My patient, a yoga instructor, had already received a week of chemotherapy, so he couldn’t be called a complete newcomer to the side effects of his treatment. But he was still bracing himself for what was yet to come.
He was in his 70s and had a rare variety of a rare cancer: acute lymphocytic leukemia, which affects fewer than 3,000 adults yearly in the United States, along with the more common acute myeloid leukemia. Usually, leukemia chooses to corrupt only one tribe of our white blood cells: myeloid or lymphoid, the soldiers of the immune system; his had chosen both.
In response, we decided on therapy that would try to clobber both leukemias at the same time.
The drugs had hit the mark, as the leukemia had disappeared entirely from his blood stream. But they had also missed, taking a whack at his liver and disrupting how his body processed the bile the liver usually makes to help digest food. This misfire had transformed his skin and the whites of his eyes to a painful-to-view fluorescent yellow.

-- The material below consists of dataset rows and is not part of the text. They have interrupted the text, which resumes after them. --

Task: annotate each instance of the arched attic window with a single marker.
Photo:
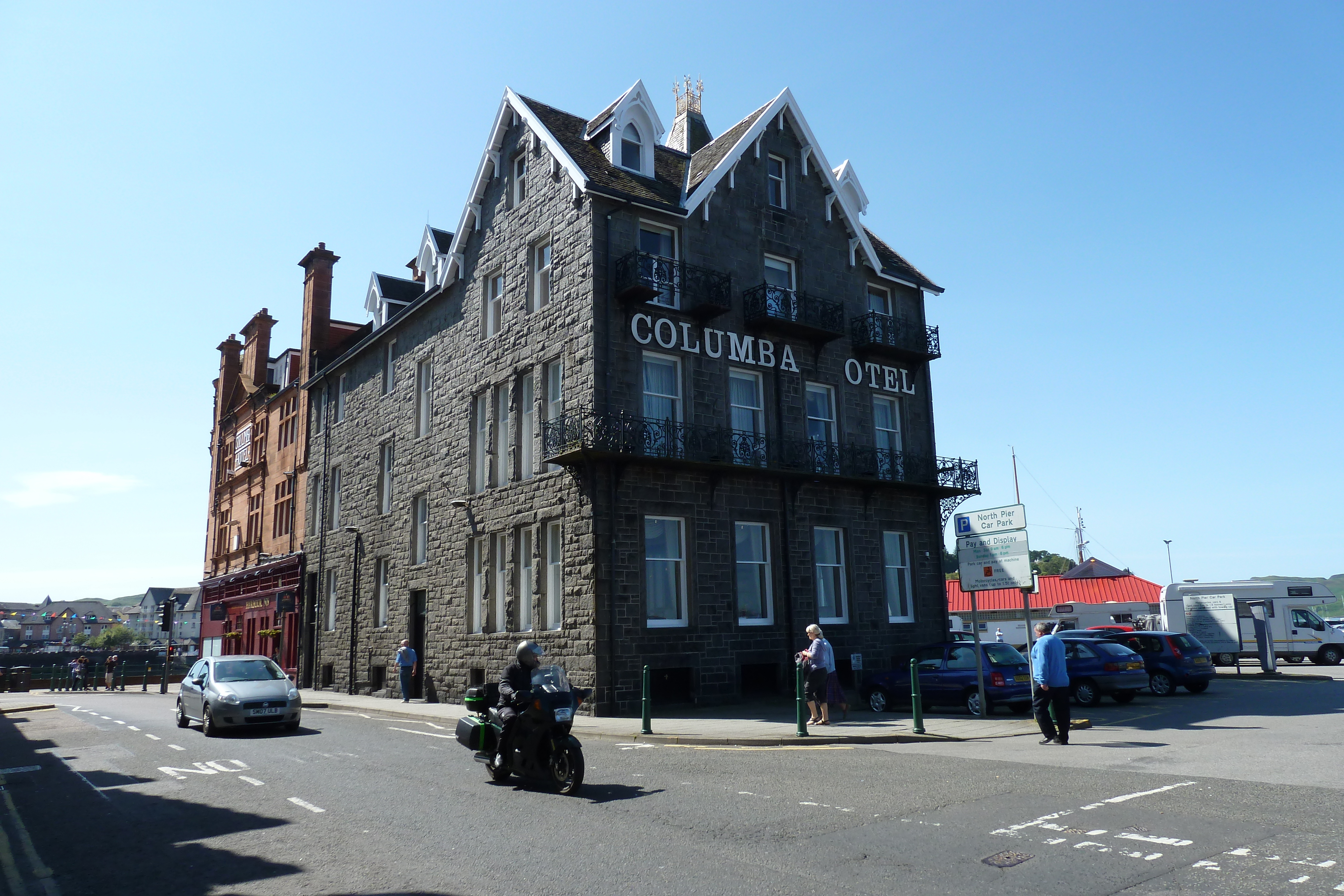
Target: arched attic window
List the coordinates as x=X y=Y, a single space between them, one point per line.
x=631 y=148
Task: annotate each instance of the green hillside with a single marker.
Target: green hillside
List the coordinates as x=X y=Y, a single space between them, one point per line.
x=1335 y=584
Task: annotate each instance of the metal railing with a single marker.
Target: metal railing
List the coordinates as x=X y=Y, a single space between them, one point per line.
x=898 y=335
x=795 y=309
x=591 y=433
x=675 y=284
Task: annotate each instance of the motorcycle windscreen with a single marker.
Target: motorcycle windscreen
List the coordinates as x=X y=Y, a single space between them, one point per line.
x=550 y=679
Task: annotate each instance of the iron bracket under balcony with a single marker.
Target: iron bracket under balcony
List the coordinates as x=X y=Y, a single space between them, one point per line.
x=792 y=311
x=642 y=277
x=896 y=338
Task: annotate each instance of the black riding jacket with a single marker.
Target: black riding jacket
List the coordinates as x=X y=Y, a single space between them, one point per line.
x=515 y=679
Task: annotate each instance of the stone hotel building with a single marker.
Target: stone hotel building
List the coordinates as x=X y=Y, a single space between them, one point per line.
x=659 y=399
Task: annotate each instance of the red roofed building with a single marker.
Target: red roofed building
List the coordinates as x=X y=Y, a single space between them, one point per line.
x=1091 y=582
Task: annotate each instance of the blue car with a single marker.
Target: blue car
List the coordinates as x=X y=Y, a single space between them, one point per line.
x=948 y=679
x=1100 y=667
x=1171 y=659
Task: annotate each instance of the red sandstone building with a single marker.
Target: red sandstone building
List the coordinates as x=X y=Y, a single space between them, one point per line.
x=253 y=588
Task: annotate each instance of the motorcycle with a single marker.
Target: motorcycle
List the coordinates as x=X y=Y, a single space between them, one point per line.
x=544 y=748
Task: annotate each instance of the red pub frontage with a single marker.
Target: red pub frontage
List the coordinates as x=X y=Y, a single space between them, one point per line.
x=255 y=612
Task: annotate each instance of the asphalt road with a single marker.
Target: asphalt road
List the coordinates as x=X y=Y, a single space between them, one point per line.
x=1224 y=793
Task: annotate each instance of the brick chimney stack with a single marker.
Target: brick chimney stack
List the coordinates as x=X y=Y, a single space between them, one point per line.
x=257 y=350
x=318 y=305
x=689 y=129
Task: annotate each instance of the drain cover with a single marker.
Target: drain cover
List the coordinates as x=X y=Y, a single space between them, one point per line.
x=1007 y=859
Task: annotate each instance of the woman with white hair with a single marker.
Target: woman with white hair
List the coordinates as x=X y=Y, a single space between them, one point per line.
x=823 y=662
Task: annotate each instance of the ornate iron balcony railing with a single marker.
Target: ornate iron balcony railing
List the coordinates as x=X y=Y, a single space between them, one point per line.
x=585 y=433
x=675 y=284
x=794 y=311
x=896 y=336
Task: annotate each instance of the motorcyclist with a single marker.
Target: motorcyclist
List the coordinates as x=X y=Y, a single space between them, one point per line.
x=515 y=692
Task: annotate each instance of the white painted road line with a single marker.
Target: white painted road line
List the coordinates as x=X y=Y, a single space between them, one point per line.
x=306 y=805
x=428 y=734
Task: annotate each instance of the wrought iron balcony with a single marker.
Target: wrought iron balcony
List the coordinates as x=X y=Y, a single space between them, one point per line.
x=642 y=277
x=588 y=436
x=897 y=338
x=794 y=311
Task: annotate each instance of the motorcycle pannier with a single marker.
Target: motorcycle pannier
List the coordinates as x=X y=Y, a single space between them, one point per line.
x=475 y=734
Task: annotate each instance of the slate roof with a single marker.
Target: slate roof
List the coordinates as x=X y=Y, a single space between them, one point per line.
x=1057 y=590
x=709 y=156
x=398 y=289
x=665 y=190
x=897 y=266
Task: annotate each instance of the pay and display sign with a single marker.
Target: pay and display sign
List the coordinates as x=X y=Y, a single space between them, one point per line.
x=990 y=562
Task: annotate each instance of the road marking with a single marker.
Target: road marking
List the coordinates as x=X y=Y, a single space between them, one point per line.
x=428 y=734
x=306 y=805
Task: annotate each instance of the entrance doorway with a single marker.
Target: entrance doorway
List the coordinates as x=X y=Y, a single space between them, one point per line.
x=420 y=610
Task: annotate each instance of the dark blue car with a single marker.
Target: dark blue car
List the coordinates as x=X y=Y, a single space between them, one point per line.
x=1100 y=667
x=1171 y=659
x=948 y=679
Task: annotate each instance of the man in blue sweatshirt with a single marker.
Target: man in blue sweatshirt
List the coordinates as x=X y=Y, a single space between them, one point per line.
x=1052 y=675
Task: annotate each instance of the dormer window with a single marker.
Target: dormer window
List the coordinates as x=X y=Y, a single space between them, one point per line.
x=631 y=148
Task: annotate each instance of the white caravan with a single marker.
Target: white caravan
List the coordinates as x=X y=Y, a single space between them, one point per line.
x=1218 y=616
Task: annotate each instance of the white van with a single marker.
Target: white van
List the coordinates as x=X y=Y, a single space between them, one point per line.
x=1218 y=616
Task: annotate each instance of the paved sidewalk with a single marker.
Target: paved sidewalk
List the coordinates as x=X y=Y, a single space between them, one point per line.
x=748 y=726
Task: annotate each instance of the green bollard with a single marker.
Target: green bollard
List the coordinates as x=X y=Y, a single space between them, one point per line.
x=647 y=727
x=800 y=700
x=916 y=699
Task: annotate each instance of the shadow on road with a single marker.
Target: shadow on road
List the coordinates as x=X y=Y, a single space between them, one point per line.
x=123 y=842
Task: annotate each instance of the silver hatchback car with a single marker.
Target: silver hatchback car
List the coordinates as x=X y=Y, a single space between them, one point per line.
x=228 y=692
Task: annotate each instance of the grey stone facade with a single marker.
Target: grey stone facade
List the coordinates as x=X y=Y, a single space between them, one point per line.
x=601 y=498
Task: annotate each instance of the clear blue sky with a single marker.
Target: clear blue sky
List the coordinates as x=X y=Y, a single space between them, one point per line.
x=1135 y=209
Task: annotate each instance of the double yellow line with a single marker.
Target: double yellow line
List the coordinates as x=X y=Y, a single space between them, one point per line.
x=41 y=874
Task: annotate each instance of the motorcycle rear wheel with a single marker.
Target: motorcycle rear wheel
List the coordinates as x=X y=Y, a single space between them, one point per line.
x=568 y=772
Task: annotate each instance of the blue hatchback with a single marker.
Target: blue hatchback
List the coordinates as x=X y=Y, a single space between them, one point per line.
x=1171 y=659
x=948 y=679
x=1100 y=667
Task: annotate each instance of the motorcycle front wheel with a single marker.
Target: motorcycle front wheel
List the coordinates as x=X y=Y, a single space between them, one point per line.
x=568 y=770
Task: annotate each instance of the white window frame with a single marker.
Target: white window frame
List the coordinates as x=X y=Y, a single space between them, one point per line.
x=682 y=598
x=542 y=274
x=499 y=585
x=424 y=397
x=523 y=563
x=519 y=171
x=783 y=180
x=890 y=569
x=528 y=429
x=554 y=575
x=494 y=305
x=420 y=530
x=382 y=581
x=330 y=623
x=389 y=367
x=677 y=399
x=845 y=585
x=768 y=598
x=831 y=402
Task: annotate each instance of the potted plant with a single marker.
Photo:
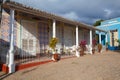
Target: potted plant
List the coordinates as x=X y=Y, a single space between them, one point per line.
x=107 y=43
x=82 y=47
x=94 y=42
x=99 y=47
x=118 y=43
x=52 y=45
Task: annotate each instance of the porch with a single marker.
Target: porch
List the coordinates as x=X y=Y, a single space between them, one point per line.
x=30 y=31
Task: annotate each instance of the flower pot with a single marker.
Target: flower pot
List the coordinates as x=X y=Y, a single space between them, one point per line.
x=56 y=57
x=93 y=51
x=106 y=49
x=81 y=52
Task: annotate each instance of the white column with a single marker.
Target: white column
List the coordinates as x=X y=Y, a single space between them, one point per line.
x=100 y=38
x=54 y=28
x=77 y=42
x=11 y=64
x=106 y=40
x=91 y=41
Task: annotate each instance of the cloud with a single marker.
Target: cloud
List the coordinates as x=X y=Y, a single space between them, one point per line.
x=107 y=13
x=86 y=11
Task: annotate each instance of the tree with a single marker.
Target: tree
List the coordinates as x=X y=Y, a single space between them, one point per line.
x=98 y=22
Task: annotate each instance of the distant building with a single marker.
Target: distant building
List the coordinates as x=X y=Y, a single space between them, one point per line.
x=112 y=26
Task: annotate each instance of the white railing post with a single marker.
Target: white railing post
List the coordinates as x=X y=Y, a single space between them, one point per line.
x=11 y=64
x=99 y=37
x=91 y=41
x=54 y=28
x=106 y=40
x=77 y=42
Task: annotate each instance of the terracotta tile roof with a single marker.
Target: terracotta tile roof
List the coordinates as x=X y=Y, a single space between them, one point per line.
x=30 y=10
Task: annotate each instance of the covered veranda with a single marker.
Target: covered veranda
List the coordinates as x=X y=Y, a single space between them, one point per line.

The drugs had also inflamed and eroded the tissue lining the inside of his mouth and esophagus. The pain that resulted made it nearly impossible for him to consume even the thinnest of liquids. One patient told me that with this condition, called mucositis, drinking water was like trying to swallow glass.
On morning rounds, I asked the nurse practitioner caring for him what medicines he was taking to relieve his distress.
She grimaced. “Not much. He can’t take pills anymore,” she said. “We gave him a mouthwash to help with the pain.”
“What about a P.C.A. pump?” I asked. Patient-controlled analgesia pumps allow a background rate of narcotics, often morphine or fentanyl; the patient can then administer extra doses, or boluses, as needed by pushing a button on the IV pump. It was our usual treatment for the unrelenting agony of mucositis, which wouldn’t get better until his immune system recovered from the chemotherapy, weeks from then.
“He’s refused it,” she said, simply. “He doesn’t want to get addicted to the drugs.”
When we entered his room, my patient gave us a brave smile behind his bedside table. It held cups of water, ice, liquid medicines to numb his anguish, and sponge applicators he could use to gently apply the medicine to the fire that raged in his mouth. His lips were red and swollen, the inflammation made even more stark in contrast to the iridescence of his yellow skin. I sat at the edge of his bed.
“That looks like it really, really hurts,” I said softly.
His eyes met mine briefly, then looked away. “It’s not fun,” he answered, his voice barely above a whisper.
“Will you let us help with the pain? The only way people get through this is with narcotics we can give you through your IV. The P.C.A. pump.”
He shook his head. “I’m managing O.K.” He held up one of the green sponges he used for his mouth to show me how he was managing, wearily. It was an effort for him to say even those few words. I wondered if he dipped into some reserves of meditation he had learned through yoga to be so calm in the face of such misery.
“Are you worried you’ll get hooked on the pain medications?” I asked. He glanced down at the sponge, his only temporary salvation from the mucositis, and nodded a bit.
I felt so bad for him. It wasn’t the first time I had heard this from one of my patients. The scourge of the opiate crisis is appalling in the scope of human life it has affected and in the nefarious actions of some doctors and pharmaceutical manufacturers and distributors who have helped fuel it. It is rightly labeled an epidemic.
But there are people with diagnoses like cancer who wouldn’t be able to withstand their conditions — or the aggressive therapies we administer to try to rid them of these diagnoses — without supportive medications like opiates. What has gotten lost in a lot of reporting about the crisis, and the regulatory guardrails that have been put in place to limit opioid prescribing, are the patients who genuinely need the drugs to make their excruciating existence at least somewhat tolerable.
I told my patient that, when used appropriately for limited periods of time and with a proper tapering schedule, it was unlikely he would get hooked on painkillers. One study even showed that death from opioids was 10 times less likely to occur in cancer patients versus the general population.
“You know, we don’t award a crown of thorns at the end of this for suffering,” I gently teased him.
He gave me a half smile, as if more than that would bring on another wave of suffering, and nodded.
“O.K. I’ll try it.” He closed his eyes and let his head drop back in his pillow, as if even the thought of a drug that would finally ameliorate his pain gave him relief.
We started the P.C.A. within the hour, and that night he slept soundly, his pain eased, for the first time in days.